Contract Services in 2012 - Some recent private-equity buyouts of CROs show both the upside and downside for investors. - BioPharm International


Contract Services in 2012
Some recent private-equity buyouts of CROs show both the upside and downside for investors.

BioPharm International
Volume 25, Issue 1, pp. 18-19


The aim of private-equity investors is simple: make a large cash return on the cash invested. This goal is accomplished in two ways: by taking advantage of the acquired company's cash-generating capability and by making the company worth more when it is sold than when it was bought.

Most private-equity deals take advantage of the acquired company's ability to support a significant debt burden. By using the target's debt capacity, the private firm is able to borrow much of the purchase price and limit the amount of cash it must put up to make the acquisition in the first place. Current interest rates make borrowing especially attractive.

Clinical CROs are an attractive vehicle for leveraged buyouts. Their capital-investment requirements are usually small in comparison with manufacturing businesses, so they can throw off a lot of cash. Further, those cashflows are highly predictable because clinical CROs tend to have highly diversified multiyear project backlogs. A growing CRO is likely to be able to pay out substantial dividends to its owners as well as carry a substantial debt burden.

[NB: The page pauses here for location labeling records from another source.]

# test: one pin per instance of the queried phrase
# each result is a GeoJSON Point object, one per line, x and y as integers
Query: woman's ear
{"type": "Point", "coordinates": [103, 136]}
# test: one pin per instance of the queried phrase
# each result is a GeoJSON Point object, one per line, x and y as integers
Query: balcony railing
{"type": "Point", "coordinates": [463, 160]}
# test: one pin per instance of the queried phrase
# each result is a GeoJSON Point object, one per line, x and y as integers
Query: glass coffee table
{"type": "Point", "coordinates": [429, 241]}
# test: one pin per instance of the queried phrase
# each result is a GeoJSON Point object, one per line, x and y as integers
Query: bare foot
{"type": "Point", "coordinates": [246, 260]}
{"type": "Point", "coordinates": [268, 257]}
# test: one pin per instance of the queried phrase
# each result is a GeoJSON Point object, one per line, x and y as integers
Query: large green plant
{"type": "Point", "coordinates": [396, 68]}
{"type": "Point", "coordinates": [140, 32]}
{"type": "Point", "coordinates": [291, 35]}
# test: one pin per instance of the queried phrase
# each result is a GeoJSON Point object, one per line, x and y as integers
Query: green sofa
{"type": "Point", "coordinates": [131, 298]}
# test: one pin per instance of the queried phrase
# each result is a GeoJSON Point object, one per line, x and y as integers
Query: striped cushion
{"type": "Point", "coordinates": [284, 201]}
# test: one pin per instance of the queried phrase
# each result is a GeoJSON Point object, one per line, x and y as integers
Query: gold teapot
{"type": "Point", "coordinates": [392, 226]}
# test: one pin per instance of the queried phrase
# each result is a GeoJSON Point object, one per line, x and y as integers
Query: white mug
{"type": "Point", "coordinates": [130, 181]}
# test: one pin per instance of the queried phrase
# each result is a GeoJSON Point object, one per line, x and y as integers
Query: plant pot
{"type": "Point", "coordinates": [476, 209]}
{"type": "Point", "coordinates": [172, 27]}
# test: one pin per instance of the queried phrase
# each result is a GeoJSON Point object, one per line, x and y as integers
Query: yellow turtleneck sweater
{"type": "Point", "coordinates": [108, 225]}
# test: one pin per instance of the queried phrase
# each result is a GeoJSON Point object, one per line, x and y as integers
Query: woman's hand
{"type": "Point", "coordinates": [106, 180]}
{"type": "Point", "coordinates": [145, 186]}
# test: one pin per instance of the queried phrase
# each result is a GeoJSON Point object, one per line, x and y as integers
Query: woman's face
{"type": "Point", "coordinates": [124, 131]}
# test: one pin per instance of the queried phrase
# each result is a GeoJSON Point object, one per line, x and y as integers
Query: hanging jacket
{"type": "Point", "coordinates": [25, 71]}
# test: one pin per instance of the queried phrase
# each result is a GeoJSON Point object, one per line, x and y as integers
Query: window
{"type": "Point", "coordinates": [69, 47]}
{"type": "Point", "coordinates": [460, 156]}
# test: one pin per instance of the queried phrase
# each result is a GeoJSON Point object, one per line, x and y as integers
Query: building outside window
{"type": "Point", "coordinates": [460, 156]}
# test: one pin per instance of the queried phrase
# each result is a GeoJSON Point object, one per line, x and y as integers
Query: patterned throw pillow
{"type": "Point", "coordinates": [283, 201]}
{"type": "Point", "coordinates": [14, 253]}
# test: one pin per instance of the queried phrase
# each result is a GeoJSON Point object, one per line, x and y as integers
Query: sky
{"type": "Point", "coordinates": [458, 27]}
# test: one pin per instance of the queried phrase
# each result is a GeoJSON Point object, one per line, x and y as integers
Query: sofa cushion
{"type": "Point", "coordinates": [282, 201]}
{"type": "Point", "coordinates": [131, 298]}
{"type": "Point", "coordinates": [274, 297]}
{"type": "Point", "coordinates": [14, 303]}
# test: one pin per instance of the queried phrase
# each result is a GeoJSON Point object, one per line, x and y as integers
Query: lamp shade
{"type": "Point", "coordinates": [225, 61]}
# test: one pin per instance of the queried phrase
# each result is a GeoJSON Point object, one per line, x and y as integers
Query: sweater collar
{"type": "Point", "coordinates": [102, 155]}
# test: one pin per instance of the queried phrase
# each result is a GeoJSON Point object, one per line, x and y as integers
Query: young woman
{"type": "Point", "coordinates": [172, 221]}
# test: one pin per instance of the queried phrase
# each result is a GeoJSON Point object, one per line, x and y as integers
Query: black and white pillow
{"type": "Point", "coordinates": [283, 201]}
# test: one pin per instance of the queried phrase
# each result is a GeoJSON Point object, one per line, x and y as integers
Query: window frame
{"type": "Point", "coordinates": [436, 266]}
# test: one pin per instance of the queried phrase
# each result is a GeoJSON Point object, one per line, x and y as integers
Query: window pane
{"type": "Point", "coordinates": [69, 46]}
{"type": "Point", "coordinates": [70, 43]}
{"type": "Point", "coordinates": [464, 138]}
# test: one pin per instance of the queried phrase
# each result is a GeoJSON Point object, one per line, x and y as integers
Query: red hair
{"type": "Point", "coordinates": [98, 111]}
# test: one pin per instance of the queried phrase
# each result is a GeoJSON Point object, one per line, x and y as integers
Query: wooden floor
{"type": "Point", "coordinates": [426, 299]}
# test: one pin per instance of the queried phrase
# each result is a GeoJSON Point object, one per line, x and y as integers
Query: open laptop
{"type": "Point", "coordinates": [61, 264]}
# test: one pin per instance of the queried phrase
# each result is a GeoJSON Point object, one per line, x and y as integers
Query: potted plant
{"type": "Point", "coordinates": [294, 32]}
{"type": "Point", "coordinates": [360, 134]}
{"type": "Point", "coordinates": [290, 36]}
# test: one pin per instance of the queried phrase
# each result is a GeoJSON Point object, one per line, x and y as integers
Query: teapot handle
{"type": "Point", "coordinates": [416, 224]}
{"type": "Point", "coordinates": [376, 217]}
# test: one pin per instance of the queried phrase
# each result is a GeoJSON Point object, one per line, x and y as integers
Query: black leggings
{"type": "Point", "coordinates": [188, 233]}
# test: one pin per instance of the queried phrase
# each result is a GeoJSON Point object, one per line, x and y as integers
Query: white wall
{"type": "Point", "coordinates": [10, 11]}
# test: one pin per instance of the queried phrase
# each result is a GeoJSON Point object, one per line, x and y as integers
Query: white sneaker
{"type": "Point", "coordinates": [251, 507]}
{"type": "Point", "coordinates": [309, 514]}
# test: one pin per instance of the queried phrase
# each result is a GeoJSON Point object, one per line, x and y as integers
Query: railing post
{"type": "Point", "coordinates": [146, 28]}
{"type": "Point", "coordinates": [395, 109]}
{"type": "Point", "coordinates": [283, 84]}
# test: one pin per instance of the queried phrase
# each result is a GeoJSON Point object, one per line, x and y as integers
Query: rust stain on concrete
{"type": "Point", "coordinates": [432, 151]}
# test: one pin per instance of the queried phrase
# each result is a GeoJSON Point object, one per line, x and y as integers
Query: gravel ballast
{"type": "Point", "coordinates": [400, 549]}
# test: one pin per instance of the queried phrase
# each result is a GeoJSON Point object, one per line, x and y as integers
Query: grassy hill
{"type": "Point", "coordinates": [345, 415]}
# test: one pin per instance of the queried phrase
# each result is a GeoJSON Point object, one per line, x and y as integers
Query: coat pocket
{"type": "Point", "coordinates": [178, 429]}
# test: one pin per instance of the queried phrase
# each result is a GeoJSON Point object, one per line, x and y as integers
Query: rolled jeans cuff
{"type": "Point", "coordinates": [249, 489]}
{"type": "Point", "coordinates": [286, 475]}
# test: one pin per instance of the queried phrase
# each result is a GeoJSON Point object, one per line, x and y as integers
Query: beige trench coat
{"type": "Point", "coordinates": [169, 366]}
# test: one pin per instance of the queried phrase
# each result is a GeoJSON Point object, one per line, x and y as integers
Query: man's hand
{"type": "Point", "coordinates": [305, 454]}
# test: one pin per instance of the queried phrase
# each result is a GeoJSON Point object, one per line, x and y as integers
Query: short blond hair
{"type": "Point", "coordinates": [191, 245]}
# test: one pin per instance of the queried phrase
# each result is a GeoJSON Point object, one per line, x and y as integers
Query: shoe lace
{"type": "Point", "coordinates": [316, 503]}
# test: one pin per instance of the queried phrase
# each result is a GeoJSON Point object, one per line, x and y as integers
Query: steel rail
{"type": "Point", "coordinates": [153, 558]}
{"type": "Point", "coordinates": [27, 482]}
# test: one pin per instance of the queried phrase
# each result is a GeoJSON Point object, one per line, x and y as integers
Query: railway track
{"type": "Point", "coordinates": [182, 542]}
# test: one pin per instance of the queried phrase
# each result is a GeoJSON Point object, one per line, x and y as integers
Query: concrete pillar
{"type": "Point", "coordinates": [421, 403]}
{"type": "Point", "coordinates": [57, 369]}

Enhancing the value of the acquired company may just be a matter of timing, such as by buying the company at a low point in the market cycle and going public when market multiples are high again. The private-equity firm also can improve the value of its target through further acquisitions, expansions of offerings, or restructuring to improve profits. Stock analysts who were following PPD before the acquisition speculated that PPD's laboratory businesses might be in for restructuring.


Buyouts by private-equity companies are not without risk, as such moves are subject to not fully understanding the prospects of the business or changing market conditions. Both of these things appeared to happen to the buyers of the European CMO Nextpharma, whose Belgian injectables manufacturing business was recently forced to file for bankruptcy protection, as well as to the French CMO Osny Pharma, which filed for bankruptcy protection in early 2011 and was absorbed by another CMO, Cenexi.

While PPD's track record of profitability and market position (it is thought to be the second largest for Phase I–IV clinical research after Quintiles) would seem to guarantee a strong performance over the typical private-equity holding period of five years, the changing CRO and bio/pharmaceutical research environment could present challenges. As global bio/pharmaceutical companies reduce their CRO relationships to a few preferred providers, competition for those relationships has become intense. There reportedly has been aggressive price cutting in the industry to get those deals, thereby leaving "winners" saddled with lower profit margins but losers shut out altogether.

Investors have been attracted to the CRO industry because the ongoing reinvention of the bio/pharma business model has outsourcing as a core strategy. The ultimate form of that business model is still evolving and being tested, and there is no guarantee that it will ultimately look like what it looks like today. Buyers of PPD bought one of the crown jewels of the industry. The greater risk is probably faced not by them, but the private-equity firms that bought PPD's small and mid-size competitors.